In wolf society, it was tradition that when two of the opposite gender met for the first time, they would shake hands, thereby learning straight away whether they had found their mate.  A handshake for wolves was considered much more intimate than in human society.

Consequently, when two male wolves met, there was no handshake, but they would tilt their head in a small bow as a sign of respect.  The level of the bow would signify their status. So for me I would have perform a full bow at about a 45 degree angle, whereas Casper, being the Alpha’s son would just sort of twitch his head in acknowledgement.

So as you can see, no touching was involved, leaving me no chance of finding my mate.

Ok, so it’s not like I never touched a male.  Of course I joked with my friends and slapped them round the face, and play fighted with them, but it wasn’t like I could do that to strangers.

In wolf law, you had to look for your mate for 5 years.  If at the end of the 5 years you were unmated, you were allowed to leave the pack to go and choose yourself a mate, and to return once you had done so.

This worked very much like human relationships.  You needed to get to know them first, and work your way up to being in love.  Whereas if you found your soulmate, the bond was instant.

Once my five years were up, I intended to go and live in human society.  Homeosexuality in wolves was not against the law, but it was frowned upon, and so I decided that to live as a human would be the most free I could be.  I knew it would be tough, having to suppress my wolf, but it would be worth it, just to be able to go out and flirt, and dance, and kiss another guy.

My friends thought I was being overly dramatic, but they had no idea what it was like to have to constantly repress a part of yourself.  A large part of yourself as well. It was just another constant reminder that I just wasn’t good enough here.

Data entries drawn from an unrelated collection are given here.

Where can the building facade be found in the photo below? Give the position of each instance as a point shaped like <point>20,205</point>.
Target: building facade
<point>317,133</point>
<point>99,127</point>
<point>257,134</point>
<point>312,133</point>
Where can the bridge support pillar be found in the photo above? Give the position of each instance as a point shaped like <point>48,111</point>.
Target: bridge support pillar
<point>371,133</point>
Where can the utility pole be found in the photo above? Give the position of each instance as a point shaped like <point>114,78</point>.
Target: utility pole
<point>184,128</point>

Lyla and Matt, my two best friends, were the only people who knew I was gay.  Even my parents didn’t know.

“You know it could happen,” said Lyla, still going on about my non-existent mate.

“Yeah, but I kind of hope it doesn’t,” I replied.  “I don’t want to be stuck here in a relationship that I have to hide.  I want to be free.”

Lyla groaned.  “Oh please no! Do not start reciting that ruddy poem again.  I think if I hear it again I’ll just shrivel up from the inside and die!”

I laughed at her reaction to what was, the best moment in my school life.

We were in our creative writing class and our assignment has been to write a piece about what we wanted to do when we became adults.  We were allowed to write in any style we wanted, but had to read, perform, or display our work at the end.

I had written a poem.  And let’s just say I was no shrinking violet when it came to performing.  My classmates were in stitches and gave me a standing ovation for my overly dramatic performance.

I stood up at the foot of the bed and let out an exaggerated cough.

Lyla groaned and melodramatically threw herself onto the bed, stuffing as many pillows over her head as she could.

I put on my best thespian voice:

“The pounding of my heart echoes the beat beneath my feet

My future burning brightly, releasing fire and heat

That melts the chains that bind me, as from your land I flee

And burns a brand upon my heart that says, at last I’m free

I’ll travel far away..”

“Oooff”.

A torrent of pillows rained down on me sending me sprawling back on the carpeted floor.

“Ahhhh,” I wailed while thrashing my arms and legs around under the mound of pillows.

“Free yourself from that sucker!” Lyla said before collapsing in a fit of giggles.

Honestly, sometimes I wondered why I put up with her.